Time Waits for No One
Remember, your prospects are busy people and often have to run in and out of meetings in a flash. Ensure that you set the time and subject parameters for the meeting to ensure that the time is well used by all parties involved.
Congrats, your prospect actually showed up for your discovery call. But what can you do to ensure that you and your prospect get the most out of the discussion, and the prospect understands what is to take place in the next 15 minutes?
The Agenda was a great starting point, but...
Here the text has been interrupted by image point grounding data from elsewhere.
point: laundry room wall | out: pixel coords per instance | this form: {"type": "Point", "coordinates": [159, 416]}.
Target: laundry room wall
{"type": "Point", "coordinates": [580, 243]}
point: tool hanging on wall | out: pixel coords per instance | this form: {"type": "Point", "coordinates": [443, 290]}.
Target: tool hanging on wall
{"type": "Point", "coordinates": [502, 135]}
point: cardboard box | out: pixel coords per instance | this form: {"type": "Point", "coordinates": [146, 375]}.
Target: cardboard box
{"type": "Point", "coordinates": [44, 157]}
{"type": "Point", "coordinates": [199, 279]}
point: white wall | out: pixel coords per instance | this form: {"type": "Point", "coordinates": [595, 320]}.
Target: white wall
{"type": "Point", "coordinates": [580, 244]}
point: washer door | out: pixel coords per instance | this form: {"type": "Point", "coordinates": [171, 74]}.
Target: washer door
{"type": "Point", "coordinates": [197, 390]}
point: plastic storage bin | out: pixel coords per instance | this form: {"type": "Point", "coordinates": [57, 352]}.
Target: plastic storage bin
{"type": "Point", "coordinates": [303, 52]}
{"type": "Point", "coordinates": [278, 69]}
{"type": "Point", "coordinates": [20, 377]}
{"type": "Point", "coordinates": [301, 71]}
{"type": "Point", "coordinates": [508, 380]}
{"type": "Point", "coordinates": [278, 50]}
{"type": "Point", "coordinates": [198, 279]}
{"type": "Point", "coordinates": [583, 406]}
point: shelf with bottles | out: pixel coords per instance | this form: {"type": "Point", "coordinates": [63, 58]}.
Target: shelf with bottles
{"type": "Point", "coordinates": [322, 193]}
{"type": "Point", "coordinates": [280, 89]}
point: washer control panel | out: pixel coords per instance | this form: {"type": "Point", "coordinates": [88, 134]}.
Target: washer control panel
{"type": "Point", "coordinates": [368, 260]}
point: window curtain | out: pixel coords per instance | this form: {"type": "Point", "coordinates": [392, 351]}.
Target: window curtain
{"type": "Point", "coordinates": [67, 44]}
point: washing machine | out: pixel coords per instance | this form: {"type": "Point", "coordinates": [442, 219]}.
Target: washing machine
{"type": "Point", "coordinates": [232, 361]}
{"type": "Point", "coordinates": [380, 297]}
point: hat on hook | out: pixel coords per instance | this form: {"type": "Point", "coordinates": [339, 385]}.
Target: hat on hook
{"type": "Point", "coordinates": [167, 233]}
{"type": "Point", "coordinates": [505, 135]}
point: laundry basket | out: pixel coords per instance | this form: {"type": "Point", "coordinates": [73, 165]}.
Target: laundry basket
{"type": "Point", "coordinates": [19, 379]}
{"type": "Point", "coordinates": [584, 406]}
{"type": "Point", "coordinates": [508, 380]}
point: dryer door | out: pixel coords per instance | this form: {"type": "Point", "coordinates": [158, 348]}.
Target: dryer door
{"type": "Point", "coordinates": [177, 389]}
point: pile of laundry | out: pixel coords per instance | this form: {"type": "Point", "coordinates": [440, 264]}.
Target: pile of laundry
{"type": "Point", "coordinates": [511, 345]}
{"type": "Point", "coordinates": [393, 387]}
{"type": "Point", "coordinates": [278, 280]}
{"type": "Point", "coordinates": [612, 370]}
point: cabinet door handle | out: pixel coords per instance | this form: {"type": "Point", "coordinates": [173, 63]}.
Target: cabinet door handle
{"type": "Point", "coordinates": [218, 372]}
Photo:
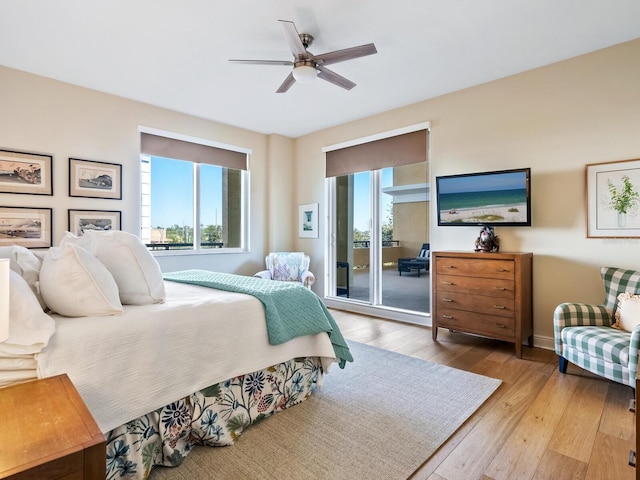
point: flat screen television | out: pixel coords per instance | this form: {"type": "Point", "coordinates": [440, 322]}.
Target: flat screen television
{"type": "Point", "coordinates": [499, 198]}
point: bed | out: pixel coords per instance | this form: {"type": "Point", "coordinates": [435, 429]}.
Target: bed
{"type": "Point", "coordinates": [196, 361]}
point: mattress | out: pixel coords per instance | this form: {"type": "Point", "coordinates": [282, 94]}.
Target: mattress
{"type": "Point", "coordinates": [128, 365]}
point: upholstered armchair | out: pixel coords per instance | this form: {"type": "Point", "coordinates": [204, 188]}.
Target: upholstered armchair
{"type": "Point", "coordinates": [584, 335]}
{"type": "Point", "coordinates": [288, 267]}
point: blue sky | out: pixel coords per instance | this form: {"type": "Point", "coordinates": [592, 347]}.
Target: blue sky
{"type": "Point", "coordinates": [475, 183]}
{"type": "Point", "coordinates": [172, 191]}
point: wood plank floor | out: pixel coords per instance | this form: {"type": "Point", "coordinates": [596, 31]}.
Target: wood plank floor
{"type": "Point", "coordinates": [538, 425]}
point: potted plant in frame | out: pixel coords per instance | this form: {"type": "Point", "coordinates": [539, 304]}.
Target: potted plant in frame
{"type": "Point", "coordinates": [624, 200]}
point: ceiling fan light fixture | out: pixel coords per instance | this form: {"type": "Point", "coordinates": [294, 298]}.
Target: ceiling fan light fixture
{"type": "Point", "coordinates": [305, 72]}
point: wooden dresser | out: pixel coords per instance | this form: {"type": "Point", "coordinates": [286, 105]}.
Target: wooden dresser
{"type": "Point", "coordinates": [46, 432]}
{"type": "Point", "coordinates": [488, 294]}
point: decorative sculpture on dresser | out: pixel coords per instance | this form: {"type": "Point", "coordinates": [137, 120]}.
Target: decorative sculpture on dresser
{"type": "Point", "coordinates": [487, 241]}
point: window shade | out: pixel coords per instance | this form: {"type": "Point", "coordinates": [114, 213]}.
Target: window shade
{"type": "Point", "coordinates": [194, 152]}
{"type": "Point", "coordinates": [405, 149]}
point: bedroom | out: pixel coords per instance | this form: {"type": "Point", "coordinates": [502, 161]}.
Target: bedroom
{"type": "Point", "coordinates": [555, 118]}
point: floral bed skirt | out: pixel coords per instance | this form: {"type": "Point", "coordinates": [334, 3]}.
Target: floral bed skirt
{"type": "Point", "coordinates": [215, 416]}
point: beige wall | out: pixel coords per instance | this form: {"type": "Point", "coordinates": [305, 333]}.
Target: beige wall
{"type": "Point", "coordinates": [43, 115]}
{"type": "Point", "coordinates": [554, 119]}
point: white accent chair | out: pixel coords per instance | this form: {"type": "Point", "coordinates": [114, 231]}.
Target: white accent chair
{"type": "Point", "coordinates": [288, 267]}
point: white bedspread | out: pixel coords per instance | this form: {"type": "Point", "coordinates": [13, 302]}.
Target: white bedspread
{"type": "Point", "coordinates": [129, 365]}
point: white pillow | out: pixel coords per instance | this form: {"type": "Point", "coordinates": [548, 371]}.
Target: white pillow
{"type": "Point", "coordinates": [628, 311]}
{"type": "Point", "coordinates": [29, 327]}
{"type": "Point", "coordinates": [132, 265]}
{"type": "Point", "coordinates": [75, 284]}
{"type": "Point", "coordinates": [24, 262]}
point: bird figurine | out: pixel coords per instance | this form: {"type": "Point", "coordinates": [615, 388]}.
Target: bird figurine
{"type": "Point", "coordinates": [487, 241]}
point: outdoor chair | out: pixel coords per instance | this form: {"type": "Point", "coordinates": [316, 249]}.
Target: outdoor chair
{"type": "Point", "coordinates": [585, 335]}
{"type": "Point", "coordinates": [288, 267]}
{"type": "Point", "coordinates": [421, 262]}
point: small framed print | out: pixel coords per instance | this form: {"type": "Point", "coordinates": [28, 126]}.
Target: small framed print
{"type": "Point", "coordinates": [27, 227]}
{"type": "Point", "coordinates": [102, 220]}
{"type": "Point", "coordinates": [613, 199]}
{"type": "Point", "coordinates": [88, 178]}
{"type": "Point", "coordinates": [308, 220]}
{"type": "Point", "coordinates": [22, 172]}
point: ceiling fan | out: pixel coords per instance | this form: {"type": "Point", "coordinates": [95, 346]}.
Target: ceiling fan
{"type": "Point", "coordinates": [307, 66]}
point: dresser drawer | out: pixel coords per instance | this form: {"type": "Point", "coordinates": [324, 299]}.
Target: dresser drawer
{"type": "Point", "coordinates": [491, 287]}
{"type": "Point", "coordinates": [475, 268]}
{"type": "Point", "coordinates": [503, 307]}
{"type": "Point", "coordinates": [492, 326]}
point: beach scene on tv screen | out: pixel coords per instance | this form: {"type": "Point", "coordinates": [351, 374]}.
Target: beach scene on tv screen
{"type": "Point", "coordinates": [483, 199]}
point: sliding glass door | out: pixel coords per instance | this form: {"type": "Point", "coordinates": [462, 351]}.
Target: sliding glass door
{"type": "Point", "coordinates": [378, 218]}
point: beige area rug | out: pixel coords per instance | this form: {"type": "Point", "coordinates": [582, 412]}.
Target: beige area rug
{"type": "Point", "coordinates": [381, 417]}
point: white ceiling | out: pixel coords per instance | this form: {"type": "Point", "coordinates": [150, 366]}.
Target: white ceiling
{"type": "Point", "coordinates": [174, 54]}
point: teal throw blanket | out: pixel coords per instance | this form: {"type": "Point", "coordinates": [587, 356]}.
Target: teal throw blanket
{"type": "Point", "coordinates": [291, 309]}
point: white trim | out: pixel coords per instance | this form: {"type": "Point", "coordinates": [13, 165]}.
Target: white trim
{"type": "Point", "coordinates": [192, 139]}
{"type": "Point", "coordinates": [546, 343]}
{"type": "Point", "coordinates": [378, 136]}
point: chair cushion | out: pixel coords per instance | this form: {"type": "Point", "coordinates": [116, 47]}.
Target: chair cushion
{"type": "Point", "coordinates": [606, 343]}
{"type": "Point", "coordinates": [287, 266]}
{"type": "Point", "coordinates": [628, 312]}
{"type": "Point", "coordinates": [617, 281]}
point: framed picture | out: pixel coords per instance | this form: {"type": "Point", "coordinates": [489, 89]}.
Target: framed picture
{"type": "Point", "coordinates": [22, 172]}
{"type": "Point", "coordinates": [613, 199]}
{"type": "Point", "coordinates": [104, 220]}
{"type": "Point", "coordinates": [308, 221]}
{"type": "Point", "coordinates": [28, 227]}
{"type": "Point", "coordinates": [88, 178]}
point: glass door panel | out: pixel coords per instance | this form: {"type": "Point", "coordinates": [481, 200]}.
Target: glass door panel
{"type": "Point", "coordinates": [353, 220]}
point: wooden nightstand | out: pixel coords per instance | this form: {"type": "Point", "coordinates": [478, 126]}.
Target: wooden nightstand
{"type": "Point", "coordinates": [46, 432]}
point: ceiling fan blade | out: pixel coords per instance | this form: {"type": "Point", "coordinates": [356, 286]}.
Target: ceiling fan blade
{"type": "Point", "coordinates": [286, 85]}
{"type": "Point", "coordinates": [333, 77]}
{"type": "Point", "coordinates": [262, 62]}
{"type": "Point", "coordinates": [293, 39]}
{"type": "Point", "coordinates": [330, 58]}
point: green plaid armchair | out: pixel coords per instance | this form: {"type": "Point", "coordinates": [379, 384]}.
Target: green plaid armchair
{"type": "Point", "coordinates": [584, 337]}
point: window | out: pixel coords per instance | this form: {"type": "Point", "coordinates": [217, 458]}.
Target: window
{"type": "Point", "coordinates": [190, 202]}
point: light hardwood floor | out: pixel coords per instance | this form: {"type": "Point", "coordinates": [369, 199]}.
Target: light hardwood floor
{"type": "Point", "coordinates": [538, 425]}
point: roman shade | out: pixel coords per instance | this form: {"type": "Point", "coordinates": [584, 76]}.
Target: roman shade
{"type": "Point", "coordinates": [194, 152]}
{"type": "Point", "coordinates": [396, 151]}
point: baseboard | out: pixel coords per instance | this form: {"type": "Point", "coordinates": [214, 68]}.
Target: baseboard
{"type": "Point", "coordinates": [546, 343]}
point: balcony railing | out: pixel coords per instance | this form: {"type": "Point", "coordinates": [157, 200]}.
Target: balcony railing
{"type": "Point", "coordinates": [385, 243]}
{"type": "Point", "coordinates": [182, 246]}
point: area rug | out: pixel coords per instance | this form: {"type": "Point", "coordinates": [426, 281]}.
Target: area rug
{"type": "Point", "coordinates": [381, 417]}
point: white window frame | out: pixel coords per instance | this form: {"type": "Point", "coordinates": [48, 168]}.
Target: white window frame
{"type": "Point", "coordinates": [145, 205]}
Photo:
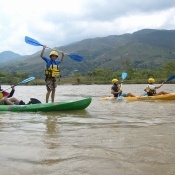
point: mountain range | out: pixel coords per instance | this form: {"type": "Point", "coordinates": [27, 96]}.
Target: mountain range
{"type": "Point", "coordinates": [144, 49]}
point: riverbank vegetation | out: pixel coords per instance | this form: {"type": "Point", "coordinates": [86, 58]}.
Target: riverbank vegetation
{"type": "Point", "coordinates": [98, 76]}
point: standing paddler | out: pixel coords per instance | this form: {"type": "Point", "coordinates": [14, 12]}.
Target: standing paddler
{"type": "Point", "coordinates": [51, 72]}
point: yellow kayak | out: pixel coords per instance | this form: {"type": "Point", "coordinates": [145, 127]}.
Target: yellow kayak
{"type": "Point", "coordinates": [170, 96]}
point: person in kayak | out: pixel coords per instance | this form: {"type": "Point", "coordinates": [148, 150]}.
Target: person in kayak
{"type": "Point", "coordinates": [151, 88]}
{"type": "Point", "coordinates": [7, 99]}
{"type": "Point", "coordinates": [51, 72]}
{"type": "Point", "coordinates": [116, 90]}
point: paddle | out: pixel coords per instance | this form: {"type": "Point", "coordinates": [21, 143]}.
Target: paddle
{"type": "Point", "coordinates": [33, 42]}
{"type": "Point", "coordinates": [172, 77]}
{"type": "Point", "coordinates": [22, 82]}
{"type": "Point", "coordinates": [124, 75]}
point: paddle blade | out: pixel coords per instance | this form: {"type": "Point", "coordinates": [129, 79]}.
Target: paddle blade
{"type": "Point", "coordinates": [75, 57]}
{"type": "Point", "coordinates": [124, 75]}
{"type": "Point", "coordinates": [170, 78]}
{"type": "Point", "coordinates": [31, 41]}
{"type": "Point", "coordinates": [26, 80]}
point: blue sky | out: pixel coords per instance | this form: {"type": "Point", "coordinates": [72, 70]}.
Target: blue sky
{"type": "Point", "coordinates": [56, 23]}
A great meeting depends on what Sandler Training calls an up-front contract. If you’re not familiar with the term, an up-front contract is an agreement, made ahead of time, about what will take place during a meeting or discussion -- an agreement that clarifies what each person’s role in the conversation will be. In the inbound selling world, this contract unfolds in seconds.
As a quick example,
Hi [name], thanks again for taking the time to chat with me today. I know you're very busy and I value your time. Meetings tend to pop up in calendars at the last minute, so I just want to double-check and ensure that you are still free for the next 30 minutes.
Do you have a meeting after this one? So we have a hard stop at around 2:30 pm? Perfect, that should give us more than enough time to talk about your (list agenda items ie strategic initiatives and priorities).
By the end of the meeting, if you don’t feel like our services could solve your challenges, I’ll hang up and won’t bother you. But if you feel like they could potentially help, are you open to scheduling a follow-up call?”
Note: This is just a framework, make it your own to reflect your personality and your flow.